Before she became ill, Lucinda was writing a book about her love for our farm. The chemotherapy foreclosed any possibility of her ever finishing it. If I finish it for her, it must be titled “Lucinda's Book of Joy.” Try as she might, as much as her scientific mind knew about the ravages sure to come with shale gas drilling, as much as she understood the broad dangers posed to our food system and our environment by oil- and natural gas-based fertilizers and genetically modified seeds, Lucinda was just so tickled that she had become an organic farmer that she wrote almost exclusively in the key of joy.
So, yes, I will have a difficult time finishing “Lucinda's Book of Joy” because I am angry.
My anger is not unique. Dr. Simona Perry, an ethnographer at Rennselaer Polytechnic Institute, recently presented her study of Bradford County, Pennsylvania – the second most heavily drilled county in the state – showing that anger, confusion, a deep sense of loss and bitter divisions between neighbors have seized the people there.
Her study is entitled “It's like we're losing our love,” taken from what one Bradford County resident told her about what was happening in their community. Her presentation can be found by Googling that exact phrase in quotes and it will come right up.

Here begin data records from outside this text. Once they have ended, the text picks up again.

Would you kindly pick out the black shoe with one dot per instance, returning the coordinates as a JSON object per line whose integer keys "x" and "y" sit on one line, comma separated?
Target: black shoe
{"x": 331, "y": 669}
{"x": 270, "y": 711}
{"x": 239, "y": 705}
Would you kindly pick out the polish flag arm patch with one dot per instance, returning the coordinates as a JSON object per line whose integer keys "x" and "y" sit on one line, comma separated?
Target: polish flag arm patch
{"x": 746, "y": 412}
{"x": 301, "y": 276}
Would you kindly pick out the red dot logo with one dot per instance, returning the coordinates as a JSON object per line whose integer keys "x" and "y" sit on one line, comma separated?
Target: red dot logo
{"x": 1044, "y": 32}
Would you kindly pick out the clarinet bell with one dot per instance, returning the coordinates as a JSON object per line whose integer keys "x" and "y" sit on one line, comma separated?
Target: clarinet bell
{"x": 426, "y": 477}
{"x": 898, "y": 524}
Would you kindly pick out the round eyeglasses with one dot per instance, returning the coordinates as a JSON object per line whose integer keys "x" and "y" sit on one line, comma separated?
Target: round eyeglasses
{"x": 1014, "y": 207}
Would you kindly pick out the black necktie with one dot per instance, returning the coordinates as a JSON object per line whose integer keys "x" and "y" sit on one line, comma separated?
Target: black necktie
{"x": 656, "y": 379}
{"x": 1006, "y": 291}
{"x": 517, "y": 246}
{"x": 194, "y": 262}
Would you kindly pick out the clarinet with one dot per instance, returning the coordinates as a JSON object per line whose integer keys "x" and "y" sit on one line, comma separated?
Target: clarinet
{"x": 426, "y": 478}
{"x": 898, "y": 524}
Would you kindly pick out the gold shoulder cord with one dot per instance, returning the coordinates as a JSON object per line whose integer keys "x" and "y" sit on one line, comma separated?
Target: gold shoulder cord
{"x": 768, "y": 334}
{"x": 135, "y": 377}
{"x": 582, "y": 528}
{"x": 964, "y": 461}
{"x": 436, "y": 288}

I have lost my love, too, but in my case it is my wife of whom I speak. I have not lost my love for the farm we made together. In fact, between the tears I have found my love of this place growing deeper as I consider the pictures and memories of our time here together. How she loved her silly chickens or labored through difficult births with our goats.
There is not a natural gas company on this planet that will take that away from me.
So, it was with a determination rooted deeply in Lucinda's joy and the strength it gives me that I recently completed a work we started together.
It is a presentation that makes a case for a moratorium on unconventional gas drilling in Pennsylvania (or anywhere) until there is a scientific consensus that it cannot cause irreparable environmental harm to one-half of our state and all its living populations of people and creatures. I do not believe such a consensus is possible because there are too many facts arrayed against this type of drilling ever being safe. But first we have to stop it. (That presentation is here.)
On its last slide, I invoke Lucinda's name, ending with a direct challenge to the gas company that owns the so-called “rights” to the gas in the shale below our farm. After Lucinda's ashes become a part of this piece of the good earth, it becomes sacred ground to me and they are advised to keep their hell away from this place.
I have found my partner Lucinda again in this struggle. And, I am happy to say, some of her joy.